To sustain business on a long-term basis, Management will focus on a few key areas, namely:-

  1. To strengthen Mycron’s steel presence with the acquisition of Melewar Steel Tube (“MST”), the rationale of which was reported earlier. The corporate exercise also enables the Group to centralise its purchase of HRC, thus improving its negotiation capabilities to attain competitive pricing.

  2. Financial restructuring in order to maximise the Group’s assets and optimise its bank borrowings to finance its operations.

  3. To explore new export markets, using the Licensed Manufacturing Warehouse (“LMW”) status, recently obtained by the Group for the steel tube operation. This license permits the Group to operate under a “bonded” status, giving it a competitive edge, in pricing goods for export. The Group is currently exploring potential new export markets, especially within the ASEAN countries, taking advantage of the Asean Free Trade Agreement (“AFTA”).

  4. To re-engineer operational processes to be a more cost effective steel operator.

Given that the steel industry is currently not in the best of health, the Group retains a cautious outlook for the coming financial year. Global capacity continues to be in excess of demand, and dumping activities, especially by China, is still rampant, resulting in many countries filing anti-dumping measures against the country.

In addition to the competitive market, Malaysian steel manufacturers also have to contend with rising domestic operating costs, in terms of electricity, fuel, and natural gas cost, as well as SIRIM and CIDB fees. Starting in April this year, the Goods and Services Tax (“GST”) of 6% was implemented, adding further cost of doing business.
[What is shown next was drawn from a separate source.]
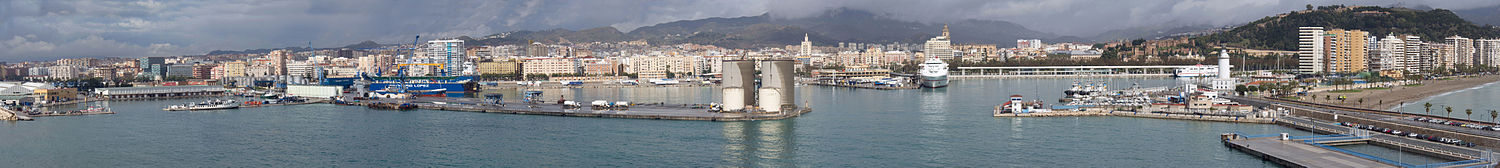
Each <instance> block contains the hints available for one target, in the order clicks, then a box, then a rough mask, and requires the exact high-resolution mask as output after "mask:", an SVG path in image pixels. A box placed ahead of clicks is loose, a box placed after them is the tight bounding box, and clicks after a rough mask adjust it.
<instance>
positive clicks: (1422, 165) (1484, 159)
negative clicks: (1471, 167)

To cap all its problems, the volatility of the country’s currency, has also played a significant part, in curtailing the performance of the industry.

In summary, the coming year is expected to continue to be a tough one for the steel industry, in an environment where the country’s economy, will face challenges coming from short-term inflation, high household debt and the economic slowdown in China.

A great deal will depend on the Government’s decisions and actions, taken to protect the Malaysian CRC industry, especially in respect of the anti-dumping application against China, Vietnam and Korea. Also playing a significant role will be the outcome of the HRC safeguard petition filed by Megasteel.


On behalf of the Board, I would like to express my heartfelt gratitude and thanks, as well as sincere appreciation, to all members of the management team and their staff for their hard work and contribution to the Group.

Times may be hard, but by focusing our efforts in making excellent products, and delivering splendid services, Mycron will be a name to be recognised in the steel industry, for many years to come. Success always has humble beginnings.